Wednesday, 23 May 2007
It's really really OLD here
I hope the last posting wasn't too wet.
It still is raining here, but I will not go into that. The sky is dark, the nights are stormy, the days are dark. The inside of the house is unspeakable. Best news for today is the chickens gave us FOUR eggs! Not bad for six chicks who are new at this egg business. They don't care if it rains, long as the food keeps showing up!
This morning the work crew rolled up at 10 and stood in the back yard and smoked for a while, waiting for the rain to stop. It didn't, so they went away. Rather than sit in the kitchen and snipe at each other, we decided to have an Expedition. We looked through our guide books and histories and realized that Ryan's been here for almost two months, and still hasn't been to a Roman Villa!
I don't know how you feel about Roman Villas, but if they're your cuppa tea, we got 'em... two very fine ones, some of Europe's best, within a half-hour drive of our very own villa. Because there's so much other art and architecture around, it's easy to kinda forget about them...maybe because they're out in the middle of wheat fields. Or maybe because they're not really buildings anymore. Or perhaps they're just so OLD.
I am an American, so my idea of old is oh, about 150 years or so...the civil war. Back from there you start getting Colonial. And before that, you have to go to Europe to really get your teeth into anything. Around here 150 years ago is almost a living memory. The church in town is probably at least 800 years old. Parts of my house are made of the same style and type of brick I see over in Sahagun -- bricks laid about 500 years ago. Our town, Moratinos, dates back on historical records to the 10th century, and its name means "little town of the Moors..." Moors, aka African Muslims, showed up in these parts in the 8th century. That means 1,200 years ago. There are all kinds of cool little stories hanging around the place, involving martyrs, Templar knights and evil monks and leper asylums. Some of the stories are themselves at least 600 years old, and they're passed out in an offhand way by everyday people.
The N120 road that passes by my back gate was the Via Lancia, a Roman highway. Now it's the Camino de Santiago, a pilgrim path once traveled by St. Francis Assisi and a Borgia pope or two, and now by hundreds of pilgrims every day. Very, very old, and truly, deeply cool. I love old things!

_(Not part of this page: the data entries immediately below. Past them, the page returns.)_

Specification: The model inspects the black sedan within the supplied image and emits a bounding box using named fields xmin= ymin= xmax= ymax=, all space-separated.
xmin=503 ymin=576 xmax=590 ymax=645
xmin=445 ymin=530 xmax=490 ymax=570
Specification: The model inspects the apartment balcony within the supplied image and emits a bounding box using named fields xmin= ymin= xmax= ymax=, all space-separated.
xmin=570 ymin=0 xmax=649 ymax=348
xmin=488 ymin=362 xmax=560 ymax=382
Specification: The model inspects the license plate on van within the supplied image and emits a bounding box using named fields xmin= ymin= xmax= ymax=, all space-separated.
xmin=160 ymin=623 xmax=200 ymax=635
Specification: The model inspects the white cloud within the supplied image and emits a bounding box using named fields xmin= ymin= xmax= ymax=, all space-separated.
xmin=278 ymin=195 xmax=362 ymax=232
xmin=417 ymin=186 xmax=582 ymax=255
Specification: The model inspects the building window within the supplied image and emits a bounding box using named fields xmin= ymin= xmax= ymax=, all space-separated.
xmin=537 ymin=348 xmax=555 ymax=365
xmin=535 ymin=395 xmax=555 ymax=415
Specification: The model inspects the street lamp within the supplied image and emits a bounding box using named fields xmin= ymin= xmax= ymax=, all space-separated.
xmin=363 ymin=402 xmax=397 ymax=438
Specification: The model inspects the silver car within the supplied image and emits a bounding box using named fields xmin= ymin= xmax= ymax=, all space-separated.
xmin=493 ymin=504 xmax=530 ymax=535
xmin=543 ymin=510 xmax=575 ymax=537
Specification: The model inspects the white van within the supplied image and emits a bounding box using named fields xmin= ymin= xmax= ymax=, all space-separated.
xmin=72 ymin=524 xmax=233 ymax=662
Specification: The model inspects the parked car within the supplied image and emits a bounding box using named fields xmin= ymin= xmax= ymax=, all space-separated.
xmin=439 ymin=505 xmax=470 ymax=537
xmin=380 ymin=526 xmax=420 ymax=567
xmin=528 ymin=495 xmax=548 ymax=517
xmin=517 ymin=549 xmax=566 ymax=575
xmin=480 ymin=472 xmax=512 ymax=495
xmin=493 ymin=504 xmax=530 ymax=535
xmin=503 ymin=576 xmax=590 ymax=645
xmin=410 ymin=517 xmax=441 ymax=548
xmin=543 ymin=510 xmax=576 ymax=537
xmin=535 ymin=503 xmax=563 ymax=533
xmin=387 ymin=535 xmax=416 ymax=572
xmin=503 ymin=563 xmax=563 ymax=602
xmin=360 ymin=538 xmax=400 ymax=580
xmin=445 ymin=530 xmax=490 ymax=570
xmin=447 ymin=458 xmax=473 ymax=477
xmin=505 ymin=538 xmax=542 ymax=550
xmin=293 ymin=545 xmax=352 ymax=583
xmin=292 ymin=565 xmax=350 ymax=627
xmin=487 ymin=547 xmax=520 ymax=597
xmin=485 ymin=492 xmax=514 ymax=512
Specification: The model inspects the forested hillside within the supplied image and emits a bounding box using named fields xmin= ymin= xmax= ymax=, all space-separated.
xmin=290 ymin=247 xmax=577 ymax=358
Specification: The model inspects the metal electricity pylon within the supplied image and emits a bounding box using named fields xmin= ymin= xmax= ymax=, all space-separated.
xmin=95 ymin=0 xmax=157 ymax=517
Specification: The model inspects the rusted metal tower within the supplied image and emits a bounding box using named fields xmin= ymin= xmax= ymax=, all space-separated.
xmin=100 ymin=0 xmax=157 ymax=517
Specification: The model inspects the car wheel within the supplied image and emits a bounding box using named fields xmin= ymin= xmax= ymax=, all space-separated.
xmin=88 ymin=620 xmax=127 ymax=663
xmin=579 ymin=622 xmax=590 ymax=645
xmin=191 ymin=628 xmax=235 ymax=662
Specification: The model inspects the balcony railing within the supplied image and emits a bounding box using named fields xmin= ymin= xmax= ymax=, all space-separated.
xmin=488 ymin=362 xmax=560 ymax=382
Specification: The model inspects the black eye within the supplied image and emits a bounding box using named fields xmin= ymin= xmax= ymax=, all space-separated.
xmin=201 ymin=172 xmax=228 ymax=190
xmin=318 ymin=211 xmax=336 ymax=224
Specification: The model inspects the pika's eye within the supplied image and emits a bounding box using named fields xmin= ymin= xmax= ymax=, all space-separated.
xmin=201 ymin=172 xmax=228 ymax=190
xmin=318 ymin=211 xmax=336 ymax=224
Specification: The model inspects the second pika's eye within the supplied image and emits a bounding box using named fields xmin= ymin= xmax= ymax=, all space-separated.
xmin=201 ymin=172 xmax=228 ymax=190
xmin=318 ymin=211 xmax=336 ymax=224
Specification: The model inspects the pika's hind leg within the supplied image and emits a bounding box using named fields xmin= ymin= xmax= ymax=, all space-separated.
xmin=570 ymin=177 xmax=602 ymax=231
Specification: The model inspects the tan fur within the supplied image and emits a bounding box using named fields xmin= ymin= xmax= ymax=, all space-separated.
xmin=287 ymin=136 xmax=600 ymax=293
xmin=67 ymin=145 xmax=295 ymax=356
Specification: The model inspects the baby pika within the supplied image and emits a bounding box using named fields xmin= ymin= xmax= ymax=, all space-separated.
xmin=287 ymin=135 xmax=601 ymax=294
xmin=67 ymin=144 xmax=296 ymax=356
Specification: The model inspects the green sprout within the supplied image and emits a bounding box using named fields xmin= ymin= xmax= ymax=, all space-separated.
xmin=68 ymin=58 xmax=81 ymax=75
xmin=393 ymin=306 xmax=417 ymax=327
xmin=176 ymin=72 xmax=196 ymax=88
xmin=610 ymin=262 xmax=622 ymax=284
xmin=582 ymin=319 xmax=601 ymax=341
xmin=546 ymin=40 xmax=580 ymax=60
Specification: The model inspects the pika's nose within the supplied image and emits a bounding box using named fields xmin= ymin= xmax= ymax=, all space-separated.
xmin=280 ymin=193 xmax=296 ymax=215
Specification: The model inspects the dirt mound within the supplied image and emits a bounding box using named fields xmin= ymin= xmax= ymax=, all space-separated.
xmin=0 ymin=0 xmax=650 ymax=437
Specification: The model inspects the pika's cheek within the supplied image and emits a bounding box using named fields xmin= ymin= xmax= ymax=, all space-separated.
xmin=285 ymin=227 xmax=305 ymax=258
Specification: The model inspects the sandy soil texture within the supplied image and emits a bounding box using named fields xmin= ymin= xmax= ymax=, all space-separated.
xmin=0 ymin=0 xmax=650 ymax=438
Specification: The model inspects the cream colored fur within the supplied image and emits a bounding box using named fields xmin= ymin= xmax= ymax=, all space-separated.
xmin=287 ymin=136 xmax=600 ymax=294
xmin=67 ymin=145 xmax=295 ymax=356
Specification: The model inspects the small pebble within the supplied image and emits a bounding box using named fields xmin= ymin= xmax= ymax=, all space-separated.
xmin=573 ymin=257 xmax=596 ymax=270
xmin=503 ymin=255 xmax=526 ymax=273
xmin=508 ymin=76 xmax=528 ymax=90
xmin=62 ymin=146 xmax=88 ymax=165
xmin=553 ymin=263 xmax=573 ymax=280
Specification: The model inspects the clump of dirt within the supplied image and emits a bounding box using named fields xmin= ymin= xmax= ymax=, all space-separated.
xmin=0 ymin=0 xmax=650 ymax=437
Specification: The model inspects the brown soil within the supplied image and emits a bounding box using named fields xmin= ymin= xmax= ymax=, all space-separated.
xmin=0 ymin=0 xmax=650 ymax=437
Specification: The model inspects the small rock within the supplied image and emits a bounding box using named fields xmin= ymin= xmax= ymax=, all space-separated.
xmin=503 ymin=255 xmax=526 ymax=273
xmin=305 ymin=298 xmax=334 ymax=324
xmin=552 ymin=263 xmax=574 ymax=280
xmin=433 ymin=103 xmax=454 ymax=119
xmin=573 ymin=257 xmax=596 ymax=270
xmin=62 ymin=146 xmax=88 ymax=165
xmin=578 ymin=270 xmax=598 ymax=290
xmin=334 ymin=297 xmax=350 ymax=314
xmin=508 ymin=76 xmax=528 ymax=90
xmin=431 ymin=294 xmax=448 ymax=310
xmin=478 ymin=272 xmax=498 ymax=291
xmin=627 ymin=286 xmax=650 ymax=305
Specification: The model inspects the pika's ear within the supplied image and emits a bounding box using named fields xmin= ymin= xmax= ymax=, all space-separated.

So we drove in the rain up to Saldana to Villa Olmeda, where the very best and most famous of the Roman Villas is, with the finest mosaic polychromes anywhere (or so says the brochure!). Paddy and I went last summer to see it, but it was closed. They told us then they were putting a new roof over the place, to come back in the Spring.
So it's spring, we came back. And it's still closed. Next fall, maybe, the man said. It's a government job. Who really knows?
No Romans. So we went on northward, to check out some Romanesque. After a long slog over some really bad roads we came to a stony little town called Moarves de Ojeda, where the front of the 12th century church is carved with an outstanding and wonderful Christ and Apostles. A nice guy lived across the way (in a stone house with a coat of arms carved outside, dated 1601!) and had the keys to the church. I was having a good Spanish day, so I chatted along happily with him. The inside is damp and dark and ancient and dead simple, which is why I so love Romanesque! (in an ironic way it appeals to my Calvinist Inner Child.) Paddy and Ryan grooved. It rained, but it that was OK.
The best part is, this is one of dozens of these things scattered around the district. Palencia is packed with the stuff.
We stopped at an ancient Cistercian monastery hidden away nearby. We went into the enclosure but the Romanesque cloister was closed while the brothers took their afternoon naps. Another cool place, unchanged for centuries. Everyone oughta have a cartuja in their neighborhood.
We kept driving, had an outstanding "menu del dia" in Herrera de Pisuerga, in a restaurant full of utility workers and road construction guys. Stuffed peppers and rabbit stew, and a baked apple for dessert! Yum!
It stopped raining after that. We stopped after that at Quintana de la Cueza, our "local" Roman Villa. It's about 9 miles away from Moratinos, and almost nobody ever goes there so the attendant is overjoyed to have someone there to show around. It's a sweet, peaceful place, about a half-acre of mosaics and floors and under-floor heating systems (which we still use around here); all under a big pole building out in the middle of a wheat field. Ryan gave it his "four thumbs way up" rating.
If this thing was in America it would be overrun, a national treasure with t-shirts and campgrounds and a miniseries. Here it's pretty well forgotten, even by us history buffs who live within walking distance!
So, if you come to visit us, don't let us forget to take you to at least one Roman Villa. It's so old, it makes even Paddy feel young! (you can meet the fun mosaic man in the picture).
The sun will come out, tomorrow. Maybe.